Patricia: Une étude bibliographique a montré que les patients traités par des femmes bénéficiaient d'une qualité de soins différente, qu'elles fournissaient des soins préventifs et qu'elles avaient de bonnes compétences en matière de communication. Les femmes peuvent apporter beaucoup, elles ont une communication centrée sur le patient.

Jannicke:Il est important de noter que dans certains pays, les femmes sont majoritaires, avec environ 80 % d'entre elles qui entrent à l'école de médecine. L'équilibre est de plus en plus grand.

Pourquoi pensez-vous que le comité ad hoc de la FMSA sur le genre est important ?

Carolina:Il est très pertinent et important de sensibiliser à l'inégalité. Nous l'avons d'abord observé au sein de la direction de la WFSA, où il y avait 20 % de femmes et le reste d'hommes. Le comité ad hoc sur le genre a organisé un sommet à Londres l'année dernière, où la diversité et le professionnalisme étaient au rendez-vous. Les groupes minoritaires étaient représentés et nous menons actuellement une enquête sur le genre pour déterminer comment accroître la diversité. En résumé, nos objectifs sont d'essayer de créer des opportunités égales pour chaque anesthésiste. Nous devons apporter l'égalité des chances indépendamment du sexe, de la race ou de la religion et respecter la dignité humaine.

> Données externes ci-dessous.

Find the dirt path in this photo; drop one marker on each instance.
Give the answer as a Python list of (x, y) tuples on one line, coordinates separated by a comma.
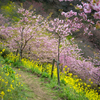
[(36, 90)]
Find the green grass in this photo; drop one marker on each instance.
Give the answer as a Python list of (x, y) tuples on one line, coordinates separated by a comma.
[(10, 86)]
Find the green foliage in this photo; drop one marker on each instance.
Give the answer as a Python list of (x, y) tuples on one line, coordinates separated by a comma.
[(4, 2), (4, 54), (44, 74), (9, 85), (10, 11), (8, 69)]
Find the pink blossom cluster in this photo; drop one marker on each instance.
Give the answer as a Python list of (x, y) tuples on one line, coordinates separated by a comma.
[(31, 36), (69, 14), (88, 7)]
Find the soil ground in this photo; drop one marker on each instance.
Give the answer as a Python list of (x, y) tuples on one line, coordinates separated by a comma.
[(36, 90)]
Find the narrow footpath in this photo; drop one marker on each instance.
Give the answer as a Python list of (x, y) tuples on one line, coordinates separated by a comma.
[(36, 90)]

Quels conseils donneriez-vous aux femmes qui souhaitent s'orienter vers l'anesthésiologie ?

Carolina:J'encourage toutes les femmes à poursuivre leurs rêves et à atteindre leurs objectifs. N'abandonnez pas, c'est un monde d'hommes et nous le savons, mais nous progressons lentement, pas à pas. Essayez d'avoir des alliés parmi vos amis, vos maris et votre famille, cela peut faire une énorme différence pour entrer dans le domaine. Faites de votre mieux. Poursuivez vos objectifs, mais n'oubliez pas non plus de rendre la pareille.

Karima:Il faut toujours essayer de faire avancer les idées, s'asseoir à la table et s'assurer que l'on vous voit et que l'on vous entend. Ne laissez personne vous réduire au silence. Faites ce que vous avez à faire et changez le monde.

Jannicke:Si vous voulez devenir anesthésiste, vous devez vous lancer et avoir confiance en vous, vous pouvez y arriver.